Tudo isto paga-se hoje caro, com respostas claramente insuficientes – e quando emerge uma nova epidemia de droga, com maior dimensão e ainda mais perigosa do que a dos anos 1980/90. “Nunca houve tanta gente a utilizar drogas. Nunca houve tantas substâncias e tão potentes em circulação”, alertou há dias João Goulão, agora presidente do ICAD-Instituto para os Comportamentos Aditivos e Dependências (sucessor do IDT), num debate realizado na Assembleia Municipal de Lisboa. Nessa sessão, promovida pelo PCP para escutar associações que estão no terreno e fazer um retrato da toxicodependência na capital, João Goulão, considerado o arquiteto da estratégia que deu reconhecimento mundial ao nosso País (até Barack Obama, como presidente dos EUA, a elogiou), acrescentou que “o poder político, talvez deslumbrado pelo êxito do chamado ‘modelo português’”, convenceu-se de que “estava tudo resolvido, de que estava tudo muito bem e de que podíamos desinvestir seguramente”.
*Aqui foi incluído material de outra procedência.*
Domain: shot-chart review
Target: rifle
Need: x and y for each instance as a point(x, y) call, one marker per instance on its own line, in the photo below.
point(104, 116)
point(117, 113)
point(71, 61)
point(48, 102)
Agora, os técnicos das associações presentes no referido debate retratam uma cidade com mais consumos, mais recaídas, pessoas em situações mais precárias e falta de respostas. As consequências são fáceis de adivinhar. No passado dia 7, o Público fez manchete com uma reportagem cujo título diz tudo: “Droga está ‘fora de controlo’ na Mouraria. Já há quem contrate segurança particular.”
Mas o mais assustador é que o discurso dos responsáveis políticos e governamentais ignora este problema, que se agiganta a cada dia que passa, preferindo o foco da moda, que nada resolve e tudo agrava – securitário e visando os migrantes. Enquanto é visível o retrocesso de voltar a considerar o toxicodependente como um criminoso e não como um doente, as associações que estão no terreno pedem o regresso à estratégia de há duas décadas, com as devidas adaptações, para enfrentar a nova epidemia da droga. Será que o Governo apenas acordará para este tremendo problema quando se souber, como aconteceu nos anos 1990, que por dia morre uma pessoa em Portugal por overdose?